Tuesday, September 29, 2015


Wesley

September 28, 2015 written responses

Your name: ________________________________

Period: _______

 

Pygmalion post-reading connections

 1.    One critic observed,“Pygmalion has as its subject theme the institutions man has constructed to help perpetuate both the privileges of the rich and the servility of the poor”. What are some of the institutions in contemporary America which tend to perpetuate the rich staying rich and the poor staying poor? Language? The criminal justice/legal system? Education? Housing? Health Care? Other? Pick at least two, and write two paragraphs on how you feel they do or do not perpetuate either wealth or poverty from one generation to another. Try to use clear reasoning and specific examples to back up your claim.

1984 Pre-reading survey

For each question, answer whether you agree or disagree. Be prepared to explain why you answered as you did. For two of them, write paragraph explanations for why you agree or disagree.

1.       Those who would exchange freedom for security deserve neither.

2.       To assure our country’s freedom, the government should be able to spy on its citizens.

3.       Patriotism means supporting your government during times of war.

4.       Torture of a person who is a threat to our country’s freedom is acceptable as long the person does not die.

5.       People who are a serious threat to the government should be able to be held in prison without being charged.

6.       The government has a right to know what people are reading so they may determine who might be a threat.

7.       Society would be safer if we had security cameras in public places to catch potential criminals.

8.       For an idea to exist, we must have words to express it.

9.       Reporters should submit their work to government officials so they may determine if it’s a threat to the country.

10.   The only way to prepare for peace is to be prepared for war.

Homework: Read and annotate chapter 1 of 1984 and write two inferential discussion questions in your notebook for tomorrow's discussion.

Inferential questions are questions that do not necessarily have a single, clear answer, but rather they require us to make inferences, to read between the lines, in order reach possible answers which can be supported by a mix of our reasoning and textual evidence.

Three examples of inferential/interpretive question clusters from novels: 

Format for interpretive questions

1) Find and quote a passage which raises a question in your mind.  Include the page #

2) Write your question.

"He was familiar with that hollow feeling. He remembered it from the nights after they had buried his mother....the empty space of loss, regret for things which could not be changed." (73) How has this hollow feeling from Tayo's past returned to him? What do you think caused it? Do you believe that the empty feeling described is worse now than it was in the past? Why would this be?

‘When we gaze at the night sky’ he says, ’we are looking at fragments of the past.’  What does Stephen mean by this? Also, could that phrase (and some of what follows it) be relevant in some way to Elaine’s life as well?
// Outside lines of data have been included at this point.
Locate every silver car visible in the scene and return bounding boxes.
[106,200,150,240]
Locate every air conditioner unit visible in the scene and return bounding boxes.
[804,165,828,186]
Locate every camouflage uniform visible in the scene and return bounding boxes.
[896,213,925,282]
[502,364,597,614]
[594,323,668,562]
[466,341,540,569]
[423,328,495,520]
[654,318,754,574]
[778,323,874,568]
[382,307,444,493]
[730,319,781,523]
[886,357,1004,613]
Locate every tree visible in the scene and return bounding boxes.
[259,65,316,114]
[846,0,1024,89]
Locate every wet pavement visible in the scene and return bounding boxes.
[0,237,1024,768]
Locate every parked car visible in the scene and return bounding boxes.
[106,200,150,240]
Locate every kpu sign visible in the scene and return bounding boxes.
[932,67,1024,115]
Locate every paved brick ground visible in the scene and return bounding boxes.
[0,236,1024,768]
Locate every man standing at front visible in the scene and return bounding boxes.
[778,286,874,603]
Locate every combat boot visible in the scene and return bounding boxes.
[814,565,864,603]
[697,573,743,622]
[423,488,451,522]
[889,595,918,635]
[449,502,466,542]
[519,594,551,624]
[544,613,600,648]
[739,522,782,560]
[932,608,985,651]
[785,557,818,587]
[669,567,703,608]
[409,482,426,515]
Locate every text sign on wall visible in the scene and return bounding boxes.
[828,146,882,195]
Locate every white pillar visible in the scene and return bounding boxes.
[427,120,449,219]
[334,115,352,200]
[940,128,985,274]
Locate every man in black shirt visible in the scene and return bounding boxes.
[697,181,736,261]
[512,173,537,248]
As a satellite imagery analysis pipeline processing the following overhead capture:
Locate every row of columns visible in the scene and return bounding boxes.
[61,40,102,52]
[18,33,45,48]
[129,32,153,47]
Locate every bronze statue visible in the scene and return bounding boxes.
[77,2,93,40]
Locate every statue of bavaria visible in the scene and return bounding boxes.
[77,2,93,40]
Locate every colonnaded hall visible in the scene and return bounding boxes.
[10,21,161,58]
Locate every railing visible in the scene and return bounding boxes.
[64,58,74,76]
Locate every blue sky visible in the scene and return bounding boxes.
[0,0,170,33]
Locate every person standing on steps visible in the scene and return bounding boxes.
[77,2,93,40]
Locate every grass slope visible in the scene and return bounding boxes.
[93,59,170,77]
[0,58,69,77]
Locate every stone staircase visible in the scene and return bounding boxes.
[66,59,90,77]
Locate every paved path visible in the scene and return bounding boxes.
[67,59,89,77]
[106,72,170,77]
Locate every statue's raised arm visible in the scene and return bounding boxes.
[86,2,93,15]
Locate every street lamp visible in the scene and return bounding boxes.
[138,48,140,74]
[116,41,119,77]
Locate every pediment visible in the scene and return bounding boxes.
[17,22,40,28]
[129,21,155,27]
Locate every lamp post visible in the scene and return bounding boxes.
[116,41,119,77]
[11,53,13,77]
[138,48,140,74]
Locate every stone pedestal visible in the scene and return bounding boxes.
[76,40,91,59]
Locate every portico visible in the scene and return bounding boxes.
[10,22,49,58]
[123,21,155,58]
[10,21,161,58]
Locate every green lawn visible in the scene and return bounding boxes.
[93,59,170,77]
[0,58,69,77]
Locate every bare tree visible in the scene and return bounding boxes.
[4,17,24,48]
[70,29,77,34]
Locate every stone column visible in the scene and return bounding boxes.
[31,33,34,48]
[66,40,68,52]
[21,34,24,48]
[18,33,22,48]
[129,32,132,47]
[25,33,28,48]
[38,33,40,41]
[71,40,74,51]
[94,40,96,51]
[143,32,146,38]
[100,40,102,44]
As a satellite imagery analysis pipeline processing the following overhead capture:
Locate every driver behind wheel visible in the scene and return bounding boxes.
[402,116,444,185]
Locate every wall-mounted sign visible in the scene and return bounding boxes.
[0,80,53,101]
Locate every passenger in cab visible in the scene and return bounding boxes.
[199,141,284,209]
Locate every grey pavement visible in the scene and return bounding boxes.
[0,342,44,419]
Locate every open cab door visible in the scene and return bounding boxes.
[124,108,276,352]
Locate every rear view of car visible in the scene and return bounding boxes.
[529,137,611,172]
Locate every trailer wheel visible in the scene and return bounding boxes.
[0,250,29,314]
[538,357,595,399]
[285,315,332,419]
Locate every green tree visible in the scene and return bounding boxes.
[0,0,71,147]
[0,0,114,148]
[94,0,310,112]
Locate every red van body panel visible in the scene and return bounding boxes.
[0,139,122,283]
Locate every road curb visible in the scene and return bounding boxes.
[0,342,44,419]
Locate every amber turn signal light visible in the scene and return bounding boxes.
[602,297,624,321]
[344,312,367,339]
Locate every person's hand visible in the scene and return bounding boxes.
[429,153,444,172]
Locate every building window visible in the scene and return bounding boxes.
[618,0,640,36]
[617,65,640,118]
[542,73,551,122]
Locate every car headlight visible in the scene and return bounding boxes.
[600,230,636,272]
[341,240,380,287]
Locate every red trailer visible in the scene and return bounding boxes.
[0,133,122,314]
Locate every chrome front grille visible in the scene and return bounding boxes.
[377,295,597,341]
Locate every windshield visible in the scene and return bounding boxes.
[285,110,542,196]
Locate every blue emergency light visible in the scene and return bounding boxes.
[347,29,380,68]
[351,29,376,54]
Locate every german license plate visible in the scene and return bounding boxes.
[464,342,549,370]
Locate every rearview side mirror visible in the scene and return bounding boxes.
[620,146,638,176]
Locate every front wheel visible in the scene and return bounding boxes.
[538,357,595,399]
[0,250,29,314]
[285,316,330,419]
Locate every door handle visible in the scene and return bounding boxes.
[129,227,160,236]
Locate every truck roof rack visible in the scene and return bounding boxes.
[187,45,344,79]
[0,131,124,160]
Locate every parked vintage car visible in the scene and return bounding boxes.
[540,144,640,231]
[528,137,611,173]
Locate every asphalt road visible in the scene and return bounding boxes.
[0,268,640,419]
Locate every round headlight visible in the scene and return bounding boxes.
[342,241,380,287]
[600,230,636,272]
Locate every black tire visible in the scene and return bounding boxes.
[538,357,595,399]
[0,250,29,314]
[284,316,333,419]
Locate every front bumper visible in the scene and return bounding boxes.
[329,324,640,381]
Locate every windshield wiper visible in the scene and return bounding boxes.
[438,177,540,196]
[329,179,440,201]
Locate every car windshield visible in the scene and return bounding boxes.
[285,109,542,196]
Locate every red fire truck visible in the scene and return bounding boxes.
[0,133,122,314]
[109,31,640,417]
1.  “After he has gone back, to wherever he’s going next, I think of getting him a star named after himself, for his birthday.  I have seen an advertisement for these: you send in your money, and you get a certificate with a star map, your own marked on it.  Possibly he would find this amusing.  But I’m not sure the word birthday, for him, would still have meaning (363).”  What might Elaine mean with this cryptic comment about the word “birthday”?  Is this comment connected to his speech on the universe?  Is the “star” as a “birthday” present significant in a symbolic way, or just something a theoretical physicist might like?